Adzkar Nawawi: Keutamaan Dzikir Yang Tidak Terikat Waktu

Allah Ta'ala berfirman:Sesungguhnya mengingat Allah (Shalat) adalah lebih besar (keutamaannya dari ibadah-ibadah yang lain). (Al-'Ankabût [29]: 45)

Karena itu, ingatlah kamu kepada-Ku niscaya aku ingat (pula) kepadamu. (Al-Baqarah [2]: 152)

Maka kalau sekiranya dia tidak termasuk orang-orang yang banyak mengingat Allah, niscaya dia akan tetap tinggal di perut ikan itu sampai hari dibangkitkan. (Ash-Shâffât [37]: 143-144)

Mereka selalu bertasbih malam dan siang tiada henti-hentinya. (Al-Anbiyâ’ [21]: 20)

Sebuah Riwayat dalam dua kitab Shâhîh karya dua imam ahli hadits, yaitu Abu Abdillah Muhammad bin Ismail bin Ibrahim Al-Mughirah Al-Bukhari Al Ju’fi, sang pemimpin para ahli hadits, dan Abu Al-Husain Muslim bin Al-Hajjaj bin Muslim Al-Qusyairi An-Naisaburi dengan sanad yang bersambung dari Abu Hurairah r.a., yang mempunyai nama asli Abdurrahman bin Sakhr, menurut pendapat yang paling shahih dari sekitar 30 pendapat.

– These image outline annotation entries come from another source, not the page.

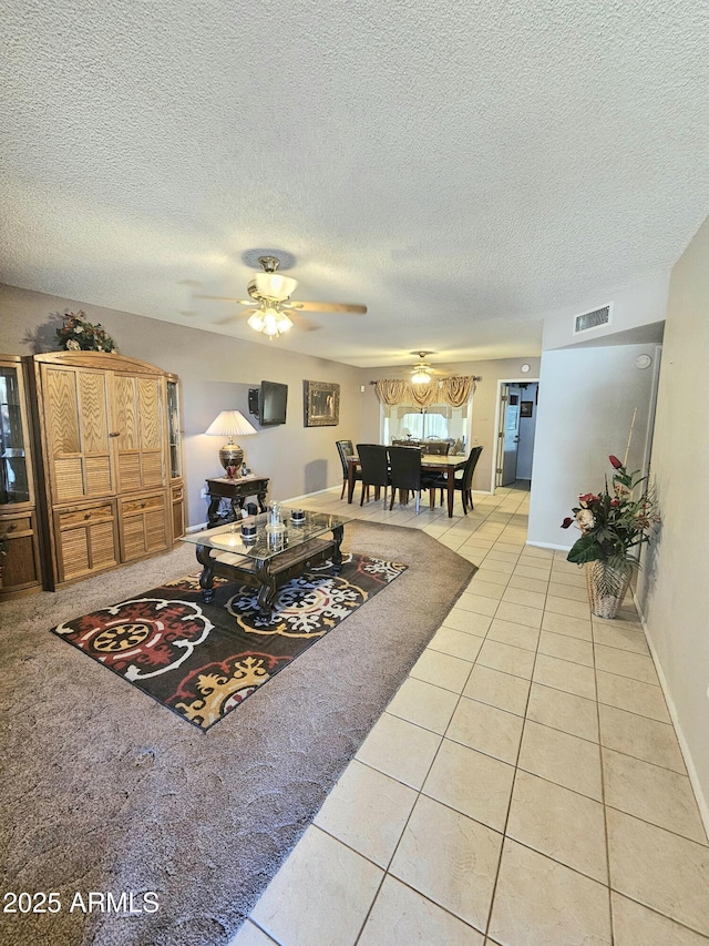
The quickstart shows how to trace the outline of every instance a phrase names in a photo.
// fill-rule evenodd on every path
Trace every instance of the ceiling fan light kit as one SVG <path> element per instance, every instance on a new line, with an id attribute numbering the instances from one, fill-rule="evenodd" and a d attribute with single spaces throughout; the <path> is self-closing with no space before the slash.
<path id="1" fill-rule="evenodd" d="M 424 362 L 427 355 L 431 354 L 430 352 L 419 352 L 419 364 L 413 366 L 413 374 L 411 375 L 411 384 L 412 385 L 428 385 L 431 383 L 433 377 L 433 369 Z"/>
<path id="2" fill-rule="evenodd" d="M 291 302 L 290 296 L 295 292 L 298 281 L 290 276 L 281 276 L 276 272 L 280 262 L 276 256 L 259 256 L 263 273 L 254 273 L 247 285 L 250 296 L 248 299 L 227 298 L 226 296 L 201 296 L 201 298 L 222 299 L 236 302 L 239 305 L 253 305 L 254 301 L 259 307 L 248 309 L 250 315 L 247 325 L 255 332 L 260 332 L 269 340 L 277 338 L 284 332 L 292 327 L 292 322 L 285 309 L 298 312 L 347 312 L 356 315 L 364 315 L 366 305 L 353 303 L 329 303 L 329 302 Z M 235 316 L 222 319 L 222 323 L 230 322 Z"/>
<path id="3" fill-rule="evenodd" d="M 268 338 L 277 338 L 292 328 L 292 322 L 282 309 L 264 305 L 249 317 L 247 325 L 256 332 L 263 332 Z"/>

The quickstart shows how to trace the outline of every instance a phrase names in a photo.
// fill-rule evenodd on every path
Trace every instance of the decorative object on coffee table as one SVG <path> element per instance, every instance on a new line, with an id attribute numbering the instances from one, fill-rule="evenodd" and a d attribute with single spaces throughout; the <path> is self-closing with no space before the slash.
<path id="1" fill-rule="evenodd" d="M 240 410 L 223 410 L 205 430 L 209 437 L 228 437 L 227 443 L 219 450 L 219 460 L 225 470 L 233 469 L 233 479 L 242 476 L 244 464 L 244 450 L 234 443 L 235 437 L 248 437 L 256 434 L 256 428 L 244 417 Z"/>
<path id="2" fill-rule="evenodd" d="M 615 472 L 610 488 L 606 478 L 599 492 L 578 497 L 578 506 L 562 522 L 575 525 L 582 537 L 572 547 L 568 561 L 586 566 L 590 610 L 598 618 L 615 618 L 635 569 L 640 568 L 640 548 L 650 541 L 649 529 L 659 522 L 648 477 L 629 474 L 617 457 L 608 457 Z"/>
<path id="3" fill-rule="evenodd" d="M 215 477 L 206 480 L 207 498 L 209 507 L 207 509 L 207 526 L 213 529 L 225 521 L 233 519 L 242 519 L 244 507 L 249 496 L 255 496 L 258 501 L 258 511 L 266 511 L 266 496 L 268 494 L 267 476 L 258 476 L 258 474 L 248 474 L 237 478 L 228 476 Z M 222 510 L 222 500 L 227 499 L 232 510 Z M 251 503 L 249 503 L 251 505 Z M 253 503 L 254 507 L 256 503 Z M 250 515 L 250 510 L 249 510 Z"/>

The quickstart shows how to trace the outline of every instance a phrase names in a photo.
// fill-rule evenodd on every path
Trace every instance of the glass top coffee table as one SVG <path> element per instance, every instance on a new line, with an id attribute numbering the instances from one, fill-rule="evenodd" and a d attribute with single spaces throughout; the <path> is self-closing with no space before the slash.
<path id="1" fill-rule="evenodd" d="M 335 574 L 339 574 L 343 529 L 351 519 L 329 512 L 302 513 L 298 522 L 291 518 L 291 510 L 284 508 L 282 531 L 267 528 L 268 512 L 263 512 L 183 536 L 183 542 L 196 546 L 197 561 L 203 567 L 199 587 L 204 601 L 208 603 L 214 598 L 214 578 L 219 576 L 258 588 L 259 614 L 267 618 L 276 592 L 290 578 L 328 559 L 332 560 Z M 253 536 L 245 535 L 249 529 Z"/>

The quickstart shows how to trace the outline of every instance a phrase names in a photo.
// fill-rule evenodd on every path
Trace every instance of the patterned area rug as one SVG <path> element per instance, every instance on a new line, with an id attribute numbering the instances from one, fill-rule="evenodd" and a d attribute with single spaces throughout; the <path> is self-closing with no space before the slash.
<path id="1" fill-rule="evenodd" d="M 53 632 L 206 732 L 407 568 L 350 553 L 291 579 L 269 619 L 254 589 L 182 578 L 53 628 Z"/>

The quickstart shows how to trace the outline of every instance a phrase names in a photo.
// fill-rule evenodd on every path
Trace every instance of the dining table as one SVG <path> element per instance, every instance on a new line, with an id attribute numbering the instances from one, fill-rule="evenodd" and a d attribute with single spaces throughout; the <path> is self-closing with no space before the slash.
<path id="1" fill-rule="evenodd" d="M 444 457 L 436 454 L 421 455 L 421 472 L 443 474 L 448 481 L 448 516 L 453 518 L 453 501 L 455 499 L 455 470 L 462 470 L 467 457 Z M 359 457 L 347 458 L 347 501 L 351 502 L 354 496 L 354 475 L 360 468 Z"/>

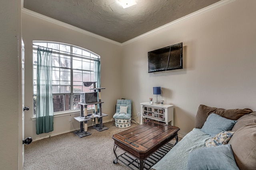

Dia adalah sahabat Nabi yang paling banyak meriwayatkan hadits. Dia berkata bahwa Rasulullah SAW pernah bersabda:Ada dua kalimat yang ringan diucapkan dengan lisan, namun berat dalam timbangan amal perbuatan, dan dicintai oleh Allah Yang Maha Pengasih, yaitu bacaan: SUBHÂNALLÂHI WA BIHAMDIHÎ (Maha Suci Allah dan segala puji untuk-Nya) dan SUBHÂNALLÂHIL ‘AZHÎM (Maha Suci Allah Yang Maha Agung). 

(Shahih. HR. Bukhari [6406], [6682], [7563], Muslim (Adz-Dzikir wa Ad-Du’â’131, At-Tirmidzi [3467], Ibnu Majah [3806], dan Nasa’i dalam ‘Amal Al-Yaum wa Al-Lailah dari hadits riwayat Abu Hurairah.)